Las niñas bailotean alegres una danza africana. Sus pies diminutos tamborilean sobre la panza del mundo, un mundo de piel negra como su continente. A cada golpe, la tierra se agrieta formando anchas estrías sedientas de lluvia.

Una de las pequeñas ingresa al centro de la ronda mientras el resto canturrea al ritmo del baile. Ríen, giran, se empujan en una ceremonia donde se prohíbe la presencia masculina; sólo mujeres unidas por idénticos recuerdos.

- ¿Estás feliz?- le dice su hermana mayor.

- Mucho- contesta Kimi

- ¡Seremos ricos cuando te cases con Julami!

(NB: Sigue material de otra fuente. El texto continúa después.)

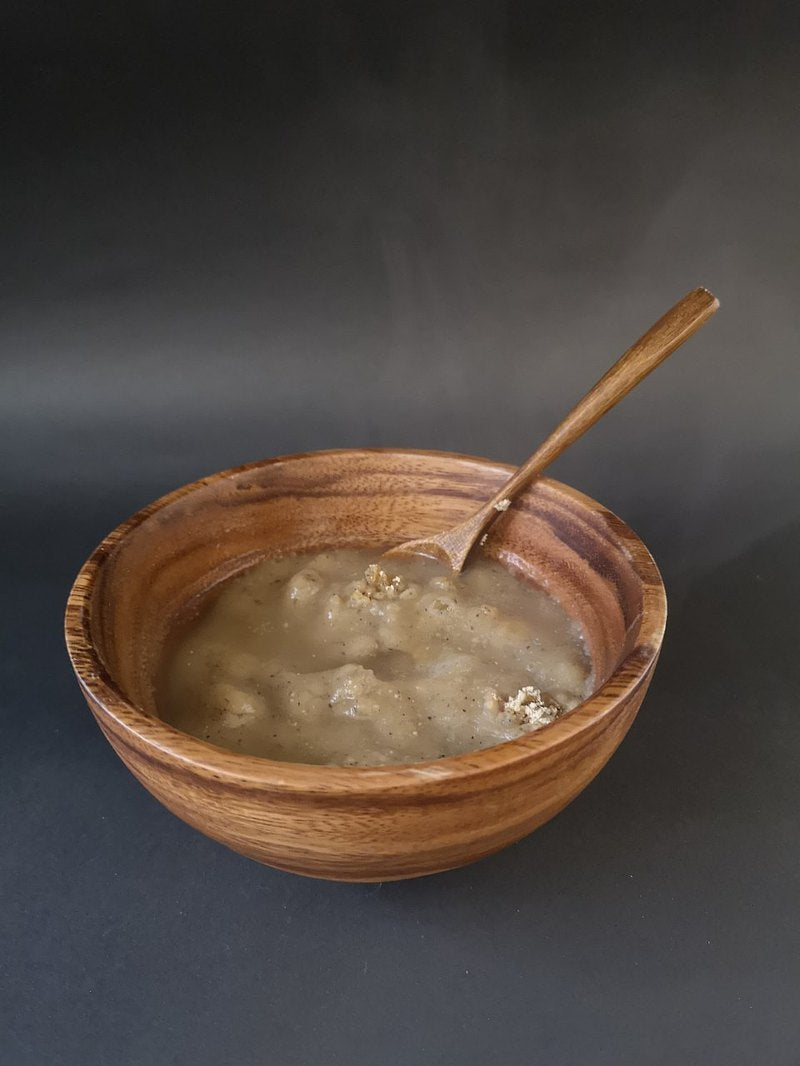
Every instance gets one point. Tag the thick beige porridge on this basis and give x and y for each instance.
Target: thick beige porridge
(337, 659)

El festejo continúa hasta bien entrada la tarde. Recién cuando el enorme sol comienza a pedalear en el horizonte, la música cesa abruptamente e ingresa la comadrona.

Namur, la madre de Kimina, se acerca y le susurra al oído lo que no debe olvidar, y dando la espalda se aleja junto a otras madres perdiéndose entre las chozas. Entonces, el ejército solitario de chiquillas, inicia un castañeteo de dientes de leche semejante a una trágica canción de cuna.

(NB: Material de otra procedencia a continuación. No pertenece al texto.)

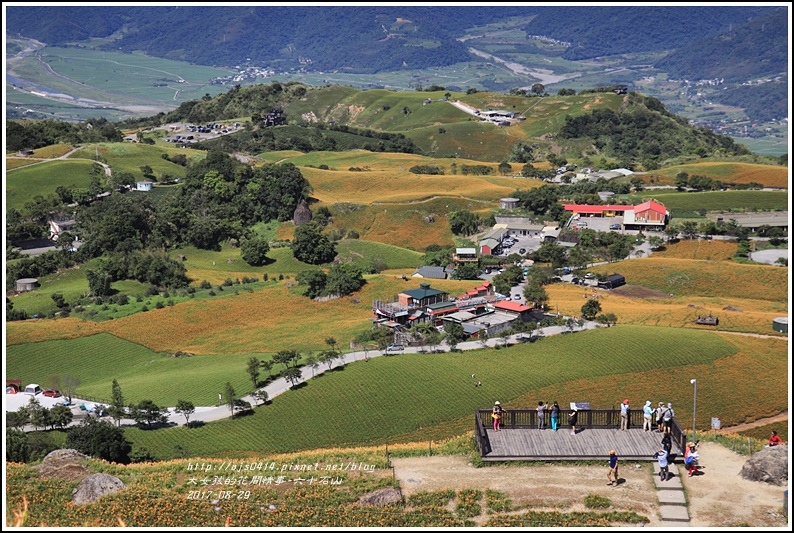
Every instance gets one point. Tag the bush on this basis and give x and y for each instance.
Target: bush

La vieja muy cerca, prepara solemne los utensilios en un rito ancestral. Sus manos delgadas y huesudas son los mapas físicos de ríos oscuros. Todas sus venas parecerían desembocar en el Mar Rojo de otra creencia. La anciana se mueve con sigilo entre las niñas que hipnotizadas por el colorido atuendo, abren sus ojos azabaches y escuchan silenciosas el sonido de las pulseras de cascabel.

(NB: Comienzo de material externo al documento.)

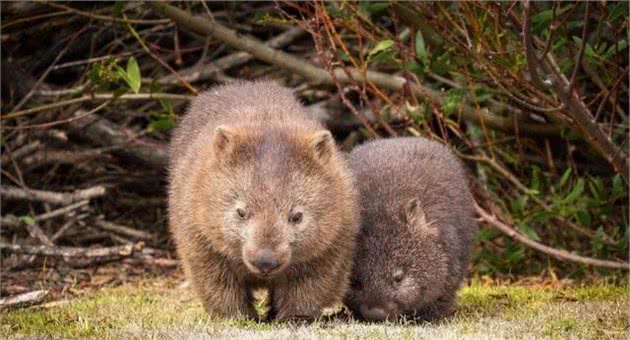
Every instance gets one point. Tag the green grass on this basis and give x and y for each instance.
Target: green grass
(158, 309)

Sobre el paisaje, se amontonan vasijas con monosílabos, trapos descoloridos con abreviaturas, elementos cortantes y algunas gasas que esperan a la comadrona. Ësta sentada sobre el suelo apisonado, estar por dar inicio a la fatídica costumbre.

-¡Tú!- dice la hechicera señalando a Kimina. La toma del brazo y la acuesta entre aquellas piernas heladas, de acero.

Kimina sabe que no debe llorar. Una lágrima suya podría tirar por la borda los presagios de un matrimonio feliz, y el desprecio de los hombres de la comarca.

-Má...-llama la pequeña con sus labios mojados de miedo. -¡Quiero ir con mamina!- implora a su carcelera.

-¿No querrás ser una desdichada,o sí?- sentencia la sexagenaria con su voz ronca por el tabaco.

La criatura contabiliza los camellos que le entregarán a su padre,la sonrisa de su prometido. Recuerda a Julami diciéndole que la amaba…mas cuando la anciana abre con sus garras sus temblorosos muslos en ángulo, piensa que difícilmente lo logre, ya que un remolino nauseabundo ha comenzado a subir por la garganta. Desea vomitar su corazón tambor, que embravecido, patea sin piedad esternón y cabeza confundiendo el ritmo de la vida.

De golpe, un dolor de rayo le zigzaguea por la columna y deja en su caída, su clítoris derrumbado. Entonces sin poder evitarlo, el alarido desgarrador atraviesa los hemisferios.

En el cielo, la primera estrella tiembla observando aquel pujo último e inútil de la tierra virgen. Kimina Wada escucha antes del desmayo:

-¿ Te dije que no debías llorar! ¡Ahora, no puedo asegurarte que vayas a ser feliz!